Quantcast
Channel: CodeProject – Essential SQL
Viewing all articles
Browse latest Browse all 162

Using Conditional Logic in SQL with CASE Expression

$
0
0

The main purpose of a CASE expression is to return a value based on one or more conditional tests.  CASE expressions can be used anywhere in a SQL statement an expression is allowed.

Though a truly an expression, some people refer to them as “CASE statements.”  This most likely stems from that use of the phrase in programming languages.

The CASE expression is extremely versatile.  As such it is found throughout SQL.  In particular you find it being used in the SELECT column list, GROUP BY, HAVING, and ORDER BY clauses.

The CASE expression can be used to standardize (beautify) data or perform checks to protect against errors such as divide by zero.

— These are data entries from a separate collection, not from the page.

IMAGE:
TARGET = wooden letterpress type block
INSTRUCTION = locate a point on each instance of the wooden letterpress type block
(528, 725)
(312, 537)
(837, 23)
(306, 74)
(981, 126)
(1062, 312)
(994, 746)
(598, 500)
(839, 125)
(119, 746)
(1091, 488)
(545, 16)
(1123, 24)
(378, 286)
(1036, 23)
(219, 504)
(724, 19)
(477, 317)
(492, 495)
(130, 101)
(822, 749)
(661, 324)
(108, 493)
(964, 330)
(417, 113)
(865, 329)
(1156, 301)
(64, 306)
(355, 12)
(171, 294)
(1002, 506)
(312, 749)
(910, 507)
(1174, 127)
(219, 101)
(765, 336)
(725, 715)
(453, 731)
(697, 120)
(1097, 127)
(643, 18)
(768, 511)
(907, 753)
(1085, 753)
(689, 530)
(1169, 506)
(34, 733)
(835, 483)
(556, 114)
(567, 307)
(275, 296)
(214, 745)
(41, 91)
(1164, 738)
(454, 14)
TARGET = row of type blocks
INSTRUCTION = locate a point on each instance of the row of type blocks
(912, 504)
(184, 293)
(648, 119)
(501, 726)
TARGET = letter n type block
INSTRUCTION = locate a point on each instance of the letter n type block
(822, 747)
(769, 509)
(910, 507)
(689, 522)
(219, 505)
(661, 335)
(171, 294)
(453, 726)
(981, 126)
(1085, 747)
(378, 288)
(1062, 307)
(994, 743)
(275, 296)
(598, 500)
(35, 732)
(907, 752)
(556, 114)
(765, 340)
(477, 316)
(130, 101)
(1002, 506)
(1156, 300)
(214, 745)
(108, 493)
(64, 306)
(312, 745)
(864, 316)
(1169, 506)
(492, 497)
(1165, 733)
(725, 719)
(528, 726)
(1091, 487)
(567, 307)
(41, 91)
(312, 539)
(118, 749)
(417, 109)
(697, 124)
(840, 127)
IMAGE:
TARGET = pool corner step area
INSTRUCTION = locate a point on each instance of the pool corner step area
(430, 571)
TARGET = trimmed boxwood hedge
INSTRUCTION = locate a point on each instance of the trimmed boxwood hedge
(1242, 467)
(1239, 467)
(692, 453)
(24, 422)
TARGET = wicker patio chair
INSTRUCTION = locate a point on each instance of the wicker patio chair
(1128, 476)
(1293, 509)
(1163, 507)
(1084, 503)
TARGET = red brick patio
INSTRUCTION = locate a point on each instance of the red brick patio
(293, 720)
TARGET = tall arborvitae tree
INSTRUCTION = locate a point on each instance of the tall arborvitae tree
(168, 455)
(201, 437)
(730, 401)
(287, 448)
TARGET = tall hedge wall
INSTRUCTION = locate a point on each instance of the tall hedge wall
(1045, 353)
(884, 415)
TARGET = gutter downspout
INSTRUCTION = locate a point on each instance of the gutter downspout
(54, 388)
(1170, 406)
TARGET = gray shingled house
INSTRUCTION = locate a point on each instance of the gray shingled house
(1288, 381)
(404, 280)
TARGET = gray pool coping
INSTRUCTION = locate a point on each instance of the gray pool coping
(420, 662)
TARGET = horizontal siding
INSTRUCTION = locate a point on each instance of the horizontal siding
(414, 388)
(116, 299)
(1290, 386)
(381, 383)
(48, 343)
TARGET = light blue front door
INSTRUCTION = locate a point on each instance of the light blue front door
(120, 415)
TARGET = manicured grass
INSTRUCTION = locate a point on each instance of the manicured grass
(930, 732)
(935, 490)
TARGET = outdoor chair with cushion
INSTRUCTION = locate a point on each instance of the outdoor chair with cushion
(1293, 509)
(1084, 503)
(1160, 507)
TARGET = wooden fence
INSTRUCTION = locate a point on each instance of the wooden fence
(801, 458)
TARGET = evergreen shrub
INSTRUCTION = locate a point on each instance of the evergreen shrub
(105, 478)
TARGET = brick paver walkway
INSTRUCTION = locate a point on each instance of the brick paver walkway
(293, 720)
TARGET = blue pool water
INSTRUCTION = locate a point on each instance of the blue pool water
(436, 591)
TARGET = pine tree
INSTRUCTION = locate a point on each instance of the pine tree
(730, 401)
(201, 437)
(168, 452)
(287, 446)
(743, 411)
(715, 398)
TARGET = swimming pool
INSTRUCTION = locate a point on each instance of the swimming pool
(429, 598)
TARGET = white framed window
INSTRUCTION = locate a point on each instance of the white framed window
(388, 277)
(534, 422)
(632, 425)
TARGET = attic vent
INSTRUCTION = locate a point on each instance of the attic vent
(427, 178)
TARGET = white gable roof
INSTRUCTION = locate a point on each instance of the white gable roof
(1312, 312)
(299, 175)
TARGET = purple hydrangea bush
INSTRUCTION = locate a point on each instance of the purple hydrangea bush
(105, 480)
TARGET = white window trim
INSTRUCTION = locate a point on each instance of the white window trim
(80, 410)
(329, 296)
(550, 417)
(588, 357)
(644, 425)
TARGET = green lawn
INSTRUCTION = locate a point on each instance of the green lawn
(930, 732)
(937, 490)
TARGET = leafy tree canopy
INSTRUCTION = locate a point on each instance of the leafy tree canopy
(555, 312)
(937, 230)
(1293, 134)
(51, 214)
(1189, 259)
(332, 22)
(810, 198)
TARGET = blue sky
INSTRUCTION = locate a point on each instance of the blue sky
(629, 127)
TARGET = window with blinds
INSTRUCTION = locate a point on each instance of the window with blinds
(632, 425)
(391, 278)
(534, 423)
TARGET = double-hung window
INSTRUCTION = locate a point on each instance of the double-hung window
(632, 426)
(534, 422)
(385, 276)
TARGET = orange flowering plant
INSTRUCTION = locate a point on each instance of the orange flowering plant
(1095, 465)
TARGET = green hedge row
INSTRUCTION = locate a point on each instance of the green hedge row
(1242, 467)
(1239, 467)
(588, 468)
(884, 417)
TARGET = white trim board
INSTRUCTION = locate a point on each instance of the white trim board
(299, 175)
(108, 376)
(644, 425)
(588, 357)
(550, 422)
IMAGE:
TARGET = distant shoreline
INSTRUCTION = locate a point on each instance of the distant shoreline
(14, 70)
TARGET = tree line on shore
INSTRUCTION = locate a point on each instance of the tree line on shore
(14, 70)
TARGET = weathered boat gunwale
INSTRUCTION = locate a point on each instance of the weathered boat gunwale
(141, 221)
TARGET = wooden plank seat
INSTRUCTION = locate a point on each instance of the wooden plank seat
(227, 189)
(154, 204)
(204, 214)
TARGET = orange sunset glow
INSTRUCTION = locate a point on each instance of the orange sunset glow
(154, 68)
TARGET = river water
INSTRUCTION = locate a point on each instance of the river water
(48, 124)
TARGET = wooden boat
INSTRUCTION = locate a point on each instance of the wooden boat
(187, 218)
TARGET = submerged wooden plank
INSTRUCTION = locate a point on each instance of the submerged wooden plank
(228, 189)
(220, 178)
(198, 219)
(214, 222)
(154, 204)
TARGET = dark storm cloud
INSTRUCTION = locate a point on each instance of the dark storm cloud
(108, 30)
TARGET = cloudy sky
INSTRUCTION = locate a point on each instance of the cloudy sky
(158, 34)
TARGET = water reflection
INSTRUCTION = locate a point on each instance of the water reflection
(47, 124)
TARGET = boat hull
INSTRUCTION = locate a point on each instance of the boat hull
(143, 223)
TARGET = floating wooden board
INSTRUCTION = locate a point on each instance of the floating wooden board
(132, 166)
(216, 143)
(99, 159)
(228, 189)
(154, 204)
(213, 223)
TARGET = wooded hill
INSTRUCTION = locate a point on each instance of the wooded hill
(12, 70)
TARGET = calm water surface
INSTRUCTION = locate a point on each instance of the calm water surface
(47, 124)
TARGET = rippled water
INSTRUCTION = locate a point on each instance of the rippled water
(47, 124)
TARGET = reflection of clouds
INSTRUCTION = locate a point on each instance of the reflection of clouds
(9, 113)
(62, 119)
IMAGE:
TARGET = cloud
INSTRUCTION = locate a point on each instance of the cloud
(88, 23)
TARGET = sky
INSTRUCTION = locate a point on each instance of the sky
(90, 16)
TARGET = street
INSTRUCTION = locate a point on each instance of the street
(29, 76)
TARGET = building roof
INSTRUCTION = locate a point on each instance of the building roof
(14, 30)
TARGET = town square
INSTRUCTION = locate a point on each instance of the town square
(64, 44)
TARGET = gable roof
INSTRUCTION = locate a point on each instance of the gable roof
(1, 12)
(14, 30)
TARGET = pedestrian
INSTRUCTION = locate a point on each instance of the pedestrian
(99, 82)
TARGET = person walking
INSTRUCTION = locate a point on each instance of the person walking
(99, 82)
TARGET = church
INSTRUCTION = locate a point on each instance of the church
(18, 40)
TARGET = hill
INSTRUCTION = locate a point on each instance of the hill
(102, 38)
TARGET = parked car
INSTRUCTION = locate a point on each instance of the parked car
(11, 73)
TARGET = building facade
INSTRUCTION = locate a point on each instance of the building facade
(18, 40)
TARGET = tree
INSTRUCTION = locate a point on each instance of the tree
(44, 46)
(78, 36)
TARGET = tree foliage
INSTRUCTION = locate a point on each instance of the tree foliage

All the examples for this lesson are based on Microsoft SQL Server Management Studio and the AdventureWorks2012 database.  You can get started using these free tools using my Guide Getting Started Using SQL Server.

Using Conditional Logic in SQL with the SELECT CASE Statement (Expression)

There are two forms for the CASE clause:  simple and searched.  Both forms are used to return a result based on testing an expression.

The simple CASE expression is used for equality tests.  It tests one expression against multiple values, this makes it great for transforming one set of values, such as abbreviations to their corresponding long form.

The searched CASE expression uses a more comprehensive expression evaluation format.  It is good when you wish to work with ranges of data, such as salary ranges or ages.

We first start out with the simple form, and then cover searched.

CASE expression Simple Form

The simple form of the CASE expression is used to compare the results of an expression with a series of tests and return a “result” when the “test” returns true.

Here is the general form for a CASE expression in Simple Form

CASE expression
   WHEN test THEN result
   …
   ELSE otherResult
END

The ELSE statement is optional in a CASE expression.  When one is not defined, and no matches are made, NULL is returned.  If an ELSE is defined, and no matches are made, then “otherResult” is returned.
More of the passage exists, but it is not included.